Two methods have been reported in the art to avoid the effects of CO on PEFC performance. The first method is by oxidation of CO to CO.sub.2 at the anode by means of introducing air, typically 2% by volume, into the reformate hydrogen stream, as described in U.S. Pat. No. 4,910,099. While this method is effective, it introduces added complexity to the PEFC and a loss of efficiency.

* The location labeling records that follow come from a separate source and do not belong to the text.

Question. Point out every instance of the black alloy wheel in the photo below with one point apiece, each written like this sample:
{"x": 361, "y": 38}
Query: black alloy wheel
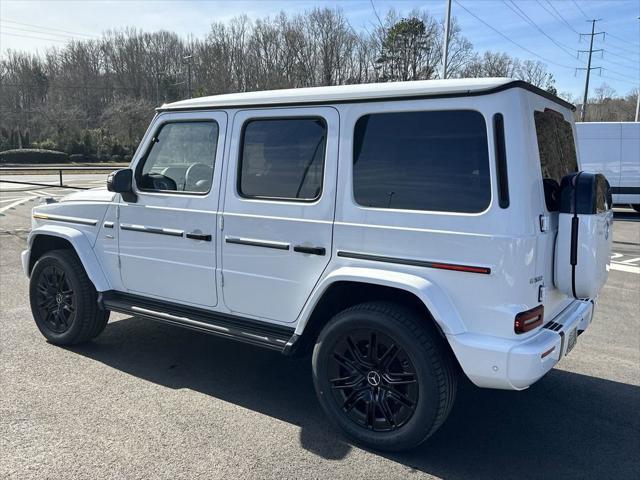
{"x": 373, "y": 380}
{"x": 384, "y": 375}
{"x": 64, "y": 301}
{"x": 55, "y": 299}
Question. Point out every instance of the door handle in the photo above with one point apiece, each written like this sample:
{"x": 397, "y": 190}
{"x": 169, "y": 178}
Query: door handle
{"x": 310, "y": 250}
{"x": 199, "y": 236}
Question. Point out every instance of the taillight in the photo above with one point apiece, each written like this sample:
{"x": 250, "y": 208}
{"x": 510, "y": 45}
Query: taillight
{"x": 529, "y": 320}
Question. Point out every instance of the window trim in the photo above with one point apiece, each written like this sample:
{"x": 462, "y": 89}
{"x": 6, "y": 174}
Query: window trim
{"x": 500, "y": 153}
{"x": 241, "y": 155}
{"x": 144, "y": 157}
{"x": 422, "y": 211}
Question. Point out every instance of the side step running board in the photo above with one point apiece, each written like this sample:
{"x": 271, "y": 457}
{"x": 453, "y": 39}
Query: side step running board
{"x": 263, "y": 334}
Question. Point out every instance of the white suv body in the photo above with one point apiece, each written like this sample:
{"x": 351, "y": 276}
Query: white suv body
{"x": 241, "y": 250}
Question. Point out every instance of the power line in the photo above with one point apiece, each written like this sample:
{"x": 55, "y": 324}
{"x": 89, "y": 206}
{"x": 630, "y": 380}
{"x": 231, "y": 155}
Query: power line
{"x": 621, "y": 65}
{"x": 620, "y": 80}
{"x": 616, "y": 55}
{"x": 49, "y": 28}
{"x": 623, "y": 49}
{"x": 534, "y": 24}
{"x": 623, "y": 40}
{"x": 510, "y": 40}
{"x": 593, "y": 33}
{"x": 580, "y": 9}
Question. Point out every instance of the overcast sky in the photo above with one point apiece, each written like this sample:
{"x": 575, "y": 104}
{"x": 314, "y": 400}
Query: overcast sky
{"x": 36, "y": 25}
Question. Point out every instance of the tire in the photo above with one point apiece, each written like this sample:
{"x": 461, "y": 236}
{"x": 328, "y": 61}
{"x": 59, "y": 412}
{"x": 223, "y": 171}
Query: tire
{"x": 64, "y": 302}
{"x": 346, "y": 386}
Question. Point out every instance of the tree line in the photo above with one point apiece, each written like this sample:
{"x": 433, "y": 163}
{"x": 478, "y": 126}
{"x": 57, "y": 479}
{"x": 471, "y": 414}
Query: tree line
{"x": 95, "y": 97}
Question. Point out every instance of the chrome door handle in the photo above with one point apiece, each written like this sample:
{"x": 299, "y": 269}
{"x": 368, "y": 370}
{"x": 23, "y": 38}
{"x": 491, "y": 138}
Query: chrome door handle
{"x": 310, "y": 250}
{"x": 199, "y": 236}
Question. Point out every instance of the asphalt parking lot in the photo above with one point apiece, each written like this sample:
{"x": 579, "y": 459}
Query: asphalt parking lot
{"x": 145, "y": 400}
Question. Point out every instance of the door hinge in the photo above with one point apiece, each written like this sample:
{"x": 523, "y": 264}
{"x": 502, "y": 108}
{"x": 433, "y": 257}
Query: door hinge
{"x": 542, "y": 293}
{"x": 544, "y": 223}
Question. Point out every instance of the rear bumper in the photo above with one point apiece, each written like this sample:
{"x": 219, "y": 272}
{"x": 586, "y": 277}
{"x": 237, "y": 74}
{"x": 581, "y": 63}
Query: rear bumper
{"x": 493, "y": 362}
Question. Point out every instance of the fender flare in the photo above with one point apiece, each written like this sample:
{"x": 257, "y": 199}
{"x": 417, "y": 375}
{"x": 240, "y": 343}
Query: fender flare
{"x": 434, "y": 298}
{"x": 82, "y": 247}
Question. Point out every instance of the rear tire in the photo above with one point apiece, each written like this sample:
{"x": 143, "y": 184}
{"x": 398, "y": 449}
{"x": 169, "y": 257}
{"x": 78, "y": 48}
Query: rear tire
{"x": 392, "y": 396}
{"x": 64, "y": 302}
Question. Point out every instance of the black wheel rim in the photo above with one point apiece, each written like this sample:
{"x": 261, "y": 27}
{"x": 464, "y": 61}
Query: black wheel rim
{"x": 55, "y": 299}
{"x": 373, "y": 380}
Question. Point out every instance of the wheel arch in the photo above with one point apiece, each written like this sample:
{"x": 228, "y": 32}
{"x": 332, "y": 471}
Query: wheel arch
{"x": 53, "y": 237}
{"x": 348, "y": 286}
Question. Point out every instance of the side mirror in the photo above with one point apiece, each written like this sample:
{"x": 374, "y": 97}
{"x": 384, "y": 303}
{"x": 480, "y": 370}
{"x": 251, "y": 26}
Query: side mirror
{"x": 585, "y": 193}
{"x": 121, "y": 181}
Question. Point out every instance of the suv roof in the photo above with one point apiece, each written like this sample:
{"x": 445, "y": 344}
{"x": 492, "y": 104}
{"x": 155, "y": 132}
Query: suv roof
{"x": 358, "y": 93}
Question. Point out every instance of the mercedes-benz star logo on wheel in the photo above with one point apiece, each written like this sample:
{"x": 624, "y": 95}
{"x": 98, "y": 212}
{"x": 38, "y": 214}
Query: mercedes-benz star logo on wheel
{"x": 373, "y": 378}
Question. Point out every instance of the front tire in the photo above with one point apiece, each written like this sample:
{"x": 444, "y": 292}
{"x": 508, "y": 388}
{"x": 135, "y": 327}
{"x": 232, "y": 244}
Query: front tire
{"x": 64, "y": 302}
{"x": 383, "y": 375}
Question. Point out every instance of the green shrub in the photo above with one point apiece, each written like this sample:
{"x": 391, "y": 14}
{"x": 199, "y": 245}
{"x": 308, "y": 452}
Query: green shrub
{"x": 33, "y": 155}
{"x": 46, "y": 144}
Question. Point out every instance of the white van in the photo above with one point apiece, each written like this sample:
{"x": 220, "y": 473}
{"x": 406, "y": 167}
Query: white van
{"x": 613, "y": 149}
{"x": 402, "y": 234}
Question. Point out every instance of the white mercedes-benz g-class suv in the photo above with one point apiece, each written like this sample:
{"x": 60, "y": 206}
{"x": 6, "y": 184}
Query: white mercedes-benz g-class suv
{"x": 401, "y": 234}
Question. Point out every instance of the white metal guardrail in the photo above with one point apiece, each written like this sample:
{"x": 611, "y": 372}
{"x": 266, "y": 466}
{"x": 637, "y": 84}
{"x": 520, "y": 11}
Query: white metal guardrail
{"x": 36, "y": 168}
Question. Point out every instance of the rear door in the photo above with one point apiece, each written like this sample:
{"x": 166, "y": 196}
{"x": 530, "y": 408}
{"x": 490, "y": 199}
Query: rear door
{"x": 556, "y": 158}
{"x": 278, "y": 209}
{"x": 166, "y": 237}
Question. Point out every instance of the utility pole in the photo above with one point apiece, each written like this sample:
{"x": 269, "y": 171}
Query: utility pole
{"x": 188, "y": 60}
{"x": 638, "y": 98}
{"x": 445, "y": 50}
{"x": 593, "y": 33}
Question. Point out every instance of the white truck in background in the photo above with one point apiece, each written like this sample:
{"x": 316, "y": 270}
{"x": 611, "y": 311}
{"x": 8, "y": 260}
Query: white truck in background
{"x": 613, "y": 149}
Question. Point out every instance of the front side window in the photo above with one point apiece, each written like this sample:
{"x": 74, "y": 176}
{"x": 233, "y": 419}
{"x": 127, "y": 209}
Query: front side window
{"x": 431, "y": 160}
{"x": 282, "y": 159}
{"x": 557, "y": 151}
{"x": 181, "y": 158}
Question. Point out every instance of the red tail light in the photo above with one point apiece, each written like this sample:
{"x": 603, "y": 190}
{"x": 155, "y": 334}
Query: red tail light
{"x": 529, "y": 320}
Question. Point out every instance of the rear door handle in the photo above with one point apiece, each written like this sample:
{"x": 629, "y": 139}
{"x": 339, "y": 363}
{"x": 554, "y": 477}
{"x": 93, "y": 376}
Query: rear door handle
{"x": 310, "y": 250}
{"x": 199, "y": 236}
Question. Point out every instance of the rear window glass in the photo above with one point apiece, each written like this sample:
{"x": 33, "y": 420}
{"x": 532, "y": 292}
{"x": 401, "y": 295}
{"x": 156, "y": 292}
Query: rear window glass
{"x": 557, "y": 152}
{"x": 436, "y": 161}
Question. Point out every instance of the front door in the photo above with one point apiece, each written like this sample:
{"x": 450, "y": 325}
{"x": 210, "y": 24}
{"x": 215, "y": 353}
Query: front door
{"x": 167, "y": 236}
{"x": 278, "y": 209}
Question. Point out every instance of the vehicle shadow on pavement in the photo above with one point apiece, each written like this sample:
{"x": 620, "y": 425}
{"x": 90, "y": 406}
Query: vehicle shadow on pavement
{"x": 566, "y": 426}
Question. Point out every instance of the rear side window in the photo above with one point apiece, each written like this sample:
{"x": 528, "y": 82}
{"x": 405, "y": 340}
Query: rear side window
{"x": 282, "y": 159}
{"x": 436, "y": 161}
{"x": 557, "y": 153}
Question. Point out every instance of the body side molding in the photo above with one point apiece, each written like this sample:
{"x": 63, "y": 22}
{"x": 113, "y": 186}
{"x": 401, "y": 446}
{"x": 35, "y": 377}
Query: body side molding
{"x": 433, "y": 297}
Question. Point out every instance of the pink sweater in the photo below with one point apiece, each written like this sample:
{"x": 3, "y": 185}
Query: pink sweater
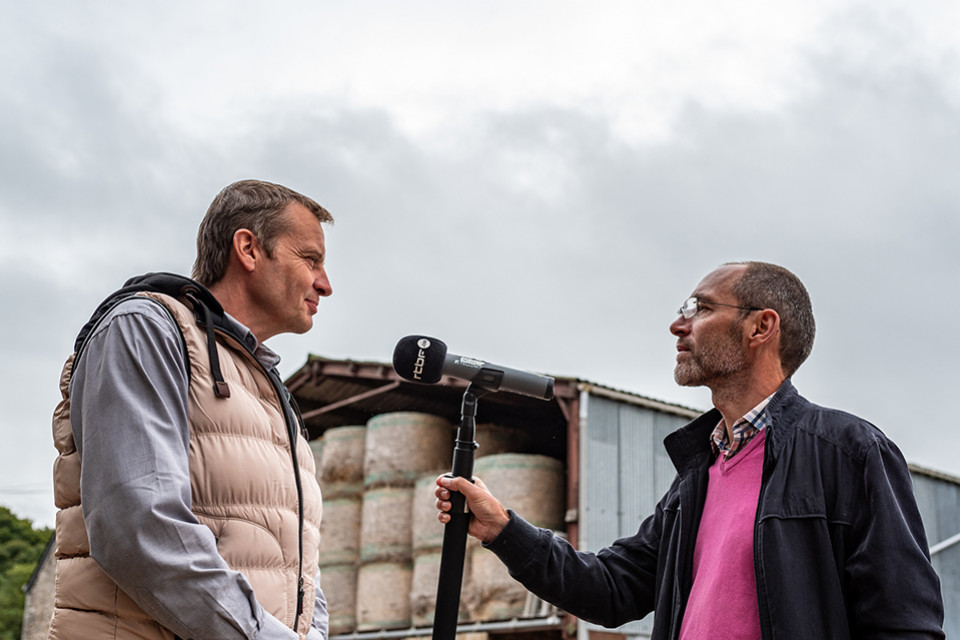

The second method is to enhance the CO tolerance of Pt electrodes by alloying it with a second element, preferably ruthenium (Ru) (see, for example, M. Iwase and S. Kawatsu, Electrochemical Society Proceedings, V. 95-23, p. 12; Proceedings of the First International Symposium on Proton Conducting Membrane Fuel Cells, S. Gottesfeld, et al., Eds., The Electrochemical Society, Pennington, N.J., 1995). Tolerance for as much as 100 ppm CO was achieved for a 1:1 atomic ratio alloy of Pt:Ru on a carbon support at Pt loading level of 0.4 mg/cm.sup.2, the fuel cell operating at 80.degree. C. It is further known in the art (T. A. Zawodzinski, Jr., presented at Fuel Cells for Transportation, U.S. Department of Energy, National Laboratory R&D Meeting, Jul. 22-23, 1997, Washington, D.C.) that a PEFC having a PtRu mass loading of 0.6 mg/cm.sup.2 operating at temperatures above 100.degree. C. has been shown to be tolerant to 100 ppm CO. However, this method loses effectiveness at lower temperature operation or when lower loading of the catalyst is used.
Nanostructured composite articles have been disclosed. See, for example, U.S. Pat. Nos. 4,812,352, 5,039,561, 5,176,786, 5,336,558, 5,338,430, and 5,238,729. U.S. Pat. No. 5,338,430 discloses that nanostructured electrodes embedded in solid polymer electrolyte offer superior properties over conventional electrodes employing metal fines or carbon-supported metal catalysts, including: more efficient use of costly catalyst material and enhanced catalytic activity.